The Financial Times recently reported that private equity firm Apollo Management plans to launch its own bank, by using “an obscure provision buried in the US financial regulations.” Or, as the headline writer put it, “Apollo exploits loophole to create new bank.”
Lots of news outlets picked up on the story — including us — because it just sounded so darned significant. But is it actually much ado about very little?
That’s the argument of law firm Wachtell Lipton, according to a July 26 client memo obtained by peHUB. It reads:
Recent media accounts have cited a bank in formation – Aris Bank – as taking advantage of a “loophole” in the Dodd-Frank Act signed into law last week. Contrary to these reports, the transaction is part of a familiar theme in which a private equity firm proposes to make a noncontrolling investment in a bank as part of a capital raise with other passive investors who invest side-by-side. What is new under Dodd-Frank is a modestly enhanced ability of both national and state-chartered banks alike to branch “de novo” into new states notwithstanding state laws to the contrary. Like many other banks, Aris Bank would reportedly take advantage of this enhanced ability to cross state lines via de novo branching.
Over the past year, there have been numerous capital raises, led by one or more noncontrolling investors, by both existing banks and start-up banks – particularly “shelf charter” banks set up to participate in FDIC auctions. The new financial reform legislation does not materially impair or expand the ability of investors to make these types of investments in banks. In fact, as regulatory capital demands increase as a result of Dodd-Frank and existing industry trends, many more are likely to follow.
Under the Dodd-Frank Act, a bank may now establish a branch in a new state to the same extent as banks chartered by that state. Despite the fact that a number of states, such as New York, permitted de novo branching by out-of-state banks prior to the new Act and federal savings banks have long had the ability to branch de novo into all 50 states, for many banks de novo branching has not been a preferred method for entry into new states. These banks have instead preferred to enter new markets via acquisition in order to reach critical mass more quickly.
Banks wishing to expand into new geography in other states will still need to make the fundamental business calculation about whether it is more cost effective to do so by acquisition or de novo branching.
“They don’t need a national bank license to build branches in multiple states,” a private equity executive tells me. “This is no big deal.”
Apollo is raising a blind pool of up to $1 billion to support Aris, with Perella Weinberg is acting as placement agent.

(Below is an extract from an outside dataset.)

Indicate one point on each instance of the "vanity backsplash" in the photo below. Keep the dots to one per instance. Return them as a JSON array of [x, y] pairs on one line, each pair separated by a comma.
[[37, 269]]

The blind pool has been used by PE investors before. North American Financial Holdings recently agreed to buy a 99% stake in TIB Financial Corp. for $175 million. NAFH also bought a trio of banks earlier this month. NAFH is a blind pool that raised $900 million earlier this year. Investors of NAFH include Crestview Partners and Falfurrias Capital Partners. The Blackstone Group and Sageview Capital are reportedly trying to raise their own blind pools.

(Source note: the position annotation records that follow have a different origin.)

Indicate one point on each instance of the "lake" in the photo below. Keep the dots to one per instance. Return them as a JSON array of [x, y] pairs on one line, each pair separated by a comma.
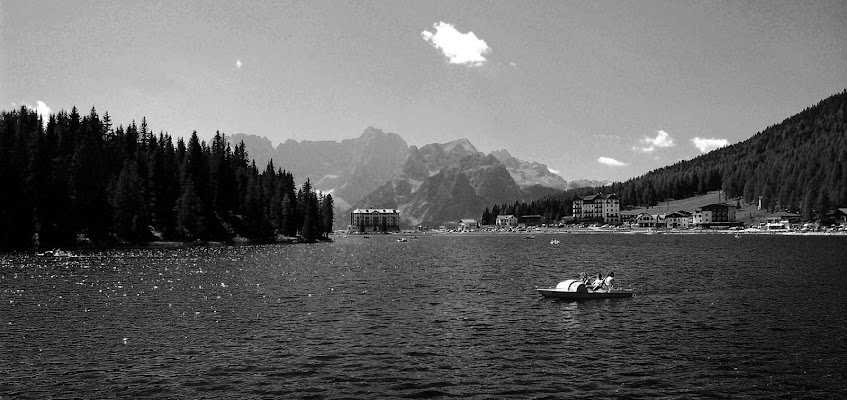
[[438, 316]]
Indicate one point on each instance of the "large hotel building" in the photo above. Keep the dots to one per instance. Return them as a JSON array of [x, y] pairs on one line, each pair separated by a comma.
[[375, 219], [598, 207]]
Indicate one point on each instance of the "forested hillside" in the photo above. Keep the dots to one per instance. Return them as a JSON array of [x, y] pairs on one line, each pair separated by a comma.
[[799, 165], [74, 179]]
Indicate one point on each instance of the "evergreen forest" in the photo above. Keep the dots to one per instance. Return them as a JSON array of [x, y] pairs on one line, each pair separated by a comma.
[[74, 179], [799, 165]]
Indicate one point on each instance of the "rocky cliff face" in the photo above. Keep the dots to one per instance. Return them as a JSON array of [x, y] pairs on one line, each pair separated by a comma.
[[529, 173], [465, 183], [350, 170]]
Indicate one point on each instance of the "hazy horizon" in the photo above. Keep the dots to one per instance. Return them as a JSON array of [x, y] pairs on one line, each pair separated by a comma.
[[594, 90]]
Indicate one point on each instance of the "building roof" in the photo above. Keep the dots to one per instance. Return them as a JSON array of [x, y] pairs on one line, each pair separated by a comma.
[[375, 211], [678, 214], [716, 206], [785, 215], [599, 196]]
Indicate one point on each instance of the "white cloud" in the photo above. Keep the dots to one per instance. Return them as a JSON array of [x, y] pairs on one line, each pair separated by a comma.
[[460, 48], [707, 145], [662, 139], [611, 162]]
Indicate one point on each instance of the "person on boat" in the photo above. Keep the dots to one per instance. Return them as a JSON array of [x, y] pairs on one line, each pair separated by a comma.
[[609, 282], [598, 282]]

“This is the same story that others have done,” the PE source says.
While the blind pool isn’t raising eyebrow, Apollo’s decision to start a new bank- rather buy an existing one – is interesting. There are 700 banks listed on the FDIC’s troubled bank list. But Apollo is choosing to fund a startup. In 2008, when banks starting blowing up, numerous buyout shops planned to start their own banks. Very few have materialized. J.C. Flowers and MatlinPatterson are one of the few that started their own banks using the silo method. The FDIC has since said it won’t allow silo structures anymore.
Forming a new bank comes with obstacles, the buyout exec says. A new bank is expensive, there is little demand for loans, and the bank will likely incur losses for a few years while it builds up, the source says. “When you can get a good quality bank at book value why would you start a new bank?” the person says.

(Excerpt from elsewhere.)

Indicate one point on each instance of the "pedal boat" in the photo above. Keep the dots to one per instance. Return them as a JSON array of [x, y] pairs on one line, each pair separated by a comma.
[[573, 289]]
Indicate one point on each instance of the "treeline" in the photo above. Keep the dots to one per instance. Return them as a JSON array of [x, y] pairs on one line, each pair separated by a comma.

Still, PE deals for banks takes a long time, the source says. Green Bancorp spent a year-and-a-half negotiating with regulators to complete a $100 million investment from three private equity firms.
The FDIC also favors banks themselves, and not PE firms, as the best buyers of banks. “It’s a very difficult, long process,” the exec says. “And the FDIC isn’t really sending deals to PE guys.”
Apollo declined comment. Wachtell Lipton couldn’t be reached for comment.